The following presentations and resources were part of our planning sessions for Module 1. As you prepare to teach the modules, dive into the mathematical content. The beginning pages of the module (labeled with Roman numerals) are essential resources that help you understand where the the module is going and how the instruction relates to the mathematics standards and progressions documents. Solving the problems yourself is the fastest way to build a deep understanding of the content taught in the modules.
"How to Implement A Story of Units" is resource that explains the lesson structure, the philosophy of assessment, approach to differentiation, and explanation of models used (tape diagrams, arrays, rekenreks, etc.)

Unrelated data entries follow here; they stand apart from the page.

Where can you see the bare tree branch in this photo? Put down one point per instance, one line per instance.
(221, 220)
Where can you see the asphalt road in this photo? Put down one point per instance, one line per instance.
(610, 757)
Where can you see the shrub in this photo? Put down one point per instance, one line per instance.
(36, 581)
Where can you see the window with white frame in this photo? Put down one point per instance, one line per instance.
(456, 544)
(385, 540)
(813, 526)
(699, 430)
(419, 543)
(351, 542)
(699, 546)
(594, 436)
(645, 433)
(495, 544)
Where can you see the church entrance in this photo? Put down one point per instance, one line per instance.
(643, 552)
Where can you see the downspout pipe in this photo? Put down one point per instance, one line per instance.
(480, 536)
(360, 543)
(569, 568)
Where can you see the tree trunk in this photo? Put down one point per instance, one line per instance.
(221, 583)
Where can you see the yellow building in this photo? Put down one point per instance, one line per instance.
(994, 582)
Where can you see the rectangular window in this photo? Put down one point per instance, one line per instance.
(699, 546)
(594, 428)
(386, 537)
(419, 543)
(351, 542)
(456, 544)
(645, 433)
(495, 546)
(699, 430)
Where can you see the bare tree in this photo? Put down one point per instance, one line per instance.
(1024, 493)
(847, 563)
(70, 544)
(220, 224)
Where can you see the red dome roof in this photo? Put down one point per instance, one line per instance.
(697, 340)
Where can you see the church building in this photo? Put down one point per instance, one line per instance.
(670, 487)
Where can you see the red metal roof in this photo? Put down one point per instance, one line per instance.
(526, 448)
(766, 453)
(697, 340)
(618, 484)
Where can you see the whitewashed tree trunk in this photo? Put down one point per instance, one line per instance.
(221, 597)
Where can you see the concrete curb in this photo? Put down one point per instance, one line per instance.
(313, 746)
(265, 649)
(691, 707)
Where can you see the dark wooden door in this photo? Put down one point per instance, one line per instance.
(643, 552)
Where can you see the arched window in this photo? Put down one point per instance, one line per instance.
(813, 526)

Pacing- As you are learning to teach the modules, your pacing may be a bit slow. This is part of the learning curve. But it is still important to keep an eye on the pacing of your lessons. If you invest the time at the beginning into building efficient routines with your students, you will be able to use the structure of the module to help you speed things up as you and students become more comfortable. Not only will this help you work at a faster pace, but also it will help next year's teacher work more efficiently as the models, routines, and structure are similar from year to year. Fluency is given an allotted time. When you're fluency time is up, stop and go on to the next portion of the lesson. Students will Read Draw Write through the RDW process when solving application problems. Application problems do not specify an instructional approach. If you find that students are not able to complete the problems in the time frame, it may be because they lack the skills they need to tackle the problems efficiently. This may be an indication that they need to see more modeling or be able to work through the problems as a class or with a partner. Remember that the Problem Sets are given a time frame vs. a task frame. You stop when the time is up; everyone gives their best work for the allotted time. Consider assigning problems that everyone should start with to ensure that all students experience a "balanced diet" of problems. The debrief is an essential part of the lesson. You do not want to skip it, but you may need to prioritize and ask just the questions that will be the most beneficial for your students.